For students who wish to take this further, BSC projects are an important opportunity to work with a research team in close supervision. The course also explores the anthropological, sociological, economic, and geographical perspectives in Global Health.
What does part C involve?
Students can choose to do a BSc project or a specialist taught course (Death Autopsy and the Law OR Medical Humanities). We recommend both specialist courses as high quality learning opportunities which are both relevant to Global Health.
The Global Health BSc projects are an option for students who would like to further their research skills. Projects are an attractive part of the course for many students because they provide an opportunity for high quality research experience by positioning students within the research teams of what is an active and research intensive environment.
How do BSc projects work?
We offer a wide range of BSc Projects. Some are London-based and focus on primary or secondary analyses pf existing datasets. Others involve systematic reviews for public health, with international relevance. Others yet involve the use of qualitative methods to address questions in health systems, technology or other relevant fields.

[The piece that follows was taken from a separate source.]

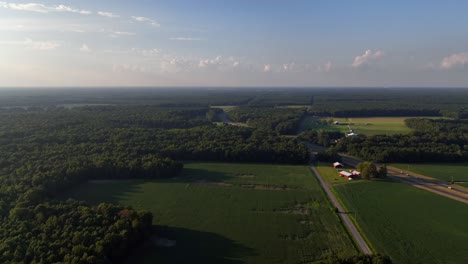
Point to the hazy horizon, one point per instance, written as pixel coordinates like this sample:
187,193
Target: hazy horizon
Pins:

Every year we offer 2-5 fully funded projects abroad. These give students an opportunity to work on a placement carrying out a project at an overseas institution such as the World Health Organization or the Global Fund, or conducting fieldwork abroad in a low-to-middle income country (see examples provided). Past projects have included students going to ICDDR-B Bangladesh for projects related to climate change and health.
The allocation process: Students are offered a list of projects in November and are required to apply for their top 6 choices. We allocate students to projects/supervisors aiming to accommodate everyone’s preferences. When more than one student applies to a project, in-course assessment marks (from the BSc year) and the application statement for the particular project are taken into account in the allocation. See below for students wanting to set up their own BSc project.
Some examples of past projects are below:
Minimum target prices for production of direct-acting antivirals and associated diagnostics to combat hepatitis C virus. For her BSc project, our alumnus Nikolien Van de Ven worked with our colleagues at the London Headquarters of Médecins Sans Frontières, calculating the minimum possible costs of DAAs treatment and diagnostic tools – these have the potential to reduce a significant proportion of the burden of disease associated with Hepatitis C globally but continue to be produced at prohibitive rates. The project exposed the feasibility of affordable drug production.
Ethnic variation in cancer patients' ratings of information provision, communication and overall care. For her BSc project, our alumnus Lorna Trenchard analysed data from the National Cancer Patient Experience Survey and her analysis outlined inequalities in cancer care amongst ethnic groups in the way that patients are given information and experience communication.
Sea-level Rise in Bangladesh. In 2015 Zeina Fakhereddin and Jake Levi conducted fieldwork in coastal Bangladesh relating to their respective projects, “Climate change in Bangladesh: implications for health” and “The wider health impacts of climate change related salinization in littoral Bangladesh: An analysis towards a causal social-health framework”, both of which examined the impact of sea-level rise upon health outcomes in the region.
Can I set up my own BSc project?
Students may set up their own project but they are required to have an Imperial College supervisor and the project needs to be approved by course directors. Students interested in this need to contact the course coordinator during the summer.